Finding a grub/maggot in a sachet of coconut cream (Anonymous' comment) must have been a shock. Presumably it was dead. My B would have shrugged his shoulders and said "use it anyway, it's all protein". Sometimes he is quite squeamish when it comes to eating certain foods, yet he would quite happily eat chocolate coated ants, or deep fried caterpillars. Probably because these are eaten as a normal part of diet in other countries. A cheap source of protein that - who knows - we may be forced to consider in years to come.

It's too early in the season for us to have caterpillars on our brassicas Lisa. Sadly, the only butterflies we seem to get in the garden are now only the Cabbage White. At one time we could expect at least 8 different varieties of butterflies (especially around the buddleia bushes), but we are lucky to see one Red Admiral these days. Our traditional garden birds too are now on the decline. It could be that few people these days keep dogs, and more seem to keep cats. We have at least 5 different cats (from neighbouring houses) constantly in our garden, climbing the trees and even climbing up the plastic greenhouse to reach a birdbox. B is going to get a water pistol in the hope of deterring them. Or should we get a dog?
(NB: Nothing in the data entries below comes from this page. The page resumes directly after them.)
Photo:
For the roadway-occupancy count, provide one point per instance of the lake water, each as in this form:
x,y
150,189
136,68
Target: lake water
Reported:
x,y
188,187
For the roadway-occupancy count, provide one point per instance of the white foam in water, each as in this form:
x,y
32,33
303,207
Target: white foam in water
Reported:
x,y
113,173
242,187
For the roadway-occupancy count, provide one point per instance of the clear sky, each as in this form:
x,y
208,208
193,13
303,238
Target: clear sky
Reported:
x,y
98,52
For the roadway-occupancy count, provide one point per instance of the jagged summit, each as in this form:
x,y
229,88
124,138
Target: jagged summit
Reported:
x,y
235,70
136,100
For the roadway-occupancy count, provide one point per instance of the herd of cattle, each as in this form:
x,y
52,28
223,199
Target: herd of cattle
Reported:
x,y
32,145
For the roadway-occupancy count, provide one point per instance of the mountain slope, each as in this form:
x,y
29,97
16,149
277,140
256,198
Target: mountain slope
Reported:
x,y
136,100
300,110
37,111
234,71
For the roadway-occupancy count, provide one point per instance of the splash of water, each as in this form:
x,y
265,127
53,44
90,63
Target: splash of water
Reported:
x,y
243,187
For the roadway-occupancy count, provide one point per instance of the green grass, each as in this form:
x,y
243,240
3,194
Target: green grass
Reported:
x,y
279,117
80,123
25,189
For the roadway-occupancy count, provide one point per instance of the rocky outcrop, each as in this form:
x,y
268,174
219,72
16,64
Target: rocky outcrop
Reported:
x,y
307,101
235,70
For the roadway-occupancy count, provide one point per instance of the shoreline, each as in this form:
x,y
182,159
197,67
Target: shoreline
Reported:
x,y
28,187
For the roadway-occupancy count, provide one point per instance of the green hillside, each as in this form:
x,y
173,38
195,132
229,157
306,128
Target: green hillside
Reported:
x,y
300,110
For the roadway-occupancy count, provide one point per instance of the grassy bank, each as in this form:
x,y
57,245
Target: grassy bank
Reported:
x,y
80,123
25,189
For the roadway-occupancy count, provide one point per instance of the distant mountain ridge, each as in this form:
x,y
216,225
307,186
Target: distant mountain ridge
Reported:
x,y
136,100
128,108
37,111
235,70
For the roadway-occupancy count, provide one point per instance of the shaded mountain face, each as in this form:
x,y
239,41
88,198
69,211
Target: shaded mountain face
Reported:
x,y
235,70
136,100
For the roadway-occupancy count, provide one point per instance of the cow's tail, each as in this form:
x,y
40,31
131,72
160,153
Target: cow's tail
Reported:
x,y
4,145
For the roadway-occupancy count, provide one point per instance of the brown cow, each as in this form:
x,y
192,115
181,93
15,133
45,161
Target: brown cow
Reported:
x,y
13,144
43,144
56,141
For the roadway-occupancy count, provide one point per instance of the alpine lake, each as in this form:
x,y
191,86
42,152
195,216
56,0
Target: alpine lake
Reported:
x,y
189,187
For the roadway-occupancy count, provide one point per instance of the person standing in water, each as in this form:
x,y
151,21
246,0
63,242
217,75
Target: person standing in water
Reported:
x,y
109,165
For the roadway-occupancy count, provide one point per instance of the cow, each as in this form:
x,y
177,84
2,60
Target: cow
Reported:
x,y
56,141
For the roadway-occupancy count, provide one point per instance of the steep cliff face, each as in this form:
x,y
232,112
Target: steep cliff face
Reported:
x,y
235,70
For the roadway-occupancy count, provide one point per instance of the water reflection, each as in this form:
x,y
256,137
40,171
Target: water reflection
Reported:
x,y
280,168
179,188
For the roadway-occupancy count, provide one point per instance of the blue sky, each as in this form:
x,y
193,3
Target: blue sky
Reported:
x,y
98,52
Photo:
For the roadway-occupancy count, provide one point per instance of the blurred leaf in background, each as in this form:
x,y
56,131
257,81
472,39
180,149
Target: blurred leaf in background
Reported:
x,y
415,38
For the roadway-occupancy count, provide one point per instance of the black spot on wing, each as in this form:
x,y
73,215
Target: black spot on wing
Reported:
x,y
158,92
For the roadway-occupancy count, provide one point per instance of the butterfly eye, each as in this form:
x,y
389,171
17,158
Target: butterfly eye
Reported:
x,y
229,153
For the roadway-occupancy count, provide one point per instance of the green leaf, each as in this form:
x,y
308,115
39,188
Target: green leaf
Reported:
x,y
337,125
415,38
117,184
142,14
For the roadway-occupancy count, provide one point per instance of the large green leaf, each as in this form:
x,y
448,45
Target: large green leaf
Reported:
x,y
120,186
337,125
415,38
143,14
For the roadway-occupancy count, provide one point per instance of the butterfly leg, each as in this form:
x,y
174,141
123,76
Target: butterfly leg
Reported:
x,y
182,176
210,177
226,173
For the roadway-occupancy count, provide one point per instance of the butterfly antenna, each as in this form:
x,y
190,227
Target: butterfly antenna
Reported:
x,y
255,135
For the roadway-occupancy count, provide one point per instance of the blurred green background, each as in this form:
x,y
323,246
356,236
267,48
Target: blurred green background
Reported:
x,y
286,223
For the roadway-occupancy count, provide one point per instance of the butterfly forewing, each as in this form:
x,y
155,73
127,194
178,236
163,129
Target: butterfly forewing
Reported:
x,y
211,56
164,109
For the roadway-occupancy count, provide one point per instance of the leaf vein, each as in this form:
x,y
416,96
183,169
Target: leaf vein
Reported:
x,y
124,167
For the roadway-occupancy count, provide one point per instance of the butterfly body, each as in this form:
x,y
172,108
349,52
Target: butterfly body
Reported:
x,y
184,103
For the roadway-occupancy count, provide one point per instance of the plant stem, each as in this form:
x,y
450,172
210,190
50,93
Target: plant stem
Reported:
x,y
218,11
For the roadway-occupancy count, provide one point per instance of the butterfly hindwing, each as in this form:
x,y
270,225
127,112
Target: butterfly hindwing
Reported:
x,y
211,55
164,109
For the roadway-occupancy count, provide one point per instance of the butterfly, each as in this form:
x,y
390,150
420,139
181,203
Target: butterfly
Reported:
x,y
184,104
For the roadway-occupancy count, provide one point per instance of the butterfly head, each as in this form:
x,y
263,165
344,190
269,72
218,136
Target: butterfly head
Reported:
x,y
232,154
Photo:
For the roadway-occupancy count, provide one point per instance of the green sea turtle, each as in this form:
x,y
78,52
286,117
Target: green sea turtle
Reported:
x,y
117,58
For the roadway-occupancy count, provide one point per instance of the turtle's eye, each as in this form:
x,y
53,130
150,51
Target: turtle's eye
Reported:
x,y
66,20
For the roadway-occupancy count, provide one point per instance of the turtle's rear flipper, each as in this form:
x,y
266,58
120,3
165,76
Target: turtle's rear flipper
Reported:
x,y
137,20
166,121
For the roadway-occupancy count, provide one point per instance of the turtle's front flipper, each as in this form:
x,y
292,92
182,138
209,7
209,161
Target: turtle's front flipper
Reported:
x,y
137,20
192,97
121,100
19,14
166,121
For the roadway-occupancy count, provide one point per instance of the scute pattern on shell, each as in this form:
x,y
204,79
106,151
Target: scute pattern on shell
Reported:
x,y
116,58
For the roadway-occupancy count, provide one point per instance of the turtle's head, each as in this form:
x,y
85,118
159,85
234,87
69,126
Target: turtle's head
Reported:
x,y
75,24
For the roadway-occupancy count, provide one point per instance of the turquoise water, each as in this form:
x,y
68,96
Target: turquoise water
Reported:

Didn't realise you had a TV channel that had no commercials Lisa. Our BBC channels have no ads (other than their own), and although the other terrestrial channels do have commercials, don't think they occur as often as those in the US. Usually once every 15 or 20 minutes, and last about 3 minutes total (although believe this time is now being extended). Commercials can be quite useful as it is possible to nip into the kitchen when one is on and either make a cup of tea, or toast a slice of bread, or even pop a prepared dish into the oven to bake. Baking bread can also be fitted into 'commercial time'.
Our main 'beef' with the ads is that they are always far noisier than the programmes, and we have to turn the sound down when they come on. Don't know why they have to be so loud. Having said that, am finding that a lot of background music to (say) drama programmes is also too loud, and when it comes to American films - the amount of noise from those (gun shots, car chases, explosions etc) are almost guaranteed to burst our eardrums. Sometimes, when B is watching a war film or gangster something or other, I have to sit with the remote in my hand and keep turning the sound down as and when necessary.

Good to hear you have allotments in Toronto Margie. They sound very similar to ours although may not be the same size which was originally the 'allotted' space needed to grow all the vegetables needed for a year vegetables for a family of (probably) four (this was in the days of 'basic' veg, and before the bell peppers, the sweet potatoes, the pumpkins came on the scene.

Nowadays, with people buying at least some vegetables, the original full-size allotment is now almost always divided into two - this still being a good size plot to grow a lot of veggies and some soft fruits, and probably more than enough for one person to manage. Today these 'half-plots' are very hard to come by with sometimes a waiting list of many years, and - when one is available - if it can be shared between a couple of friends, this is probably the best way for more people to be able to 'grow their own'.

Thankfully we can still grow quite a lot of things in containers, and myself will continue to do that (plus using the sunny windowsills in the conservatory).

Forgive me for writing a short blog today, the sun is now shining brightly and I MUST get that cake made and in the oven, plus doing another five things before I venture outdoors. Who knows, if I don't sun myself this week, may never get another chance, our English weather being what it is.

If I get on well today, then will try my best to spend more time chatting to you. Look forward to meeting you then. Enjoy your sunny day!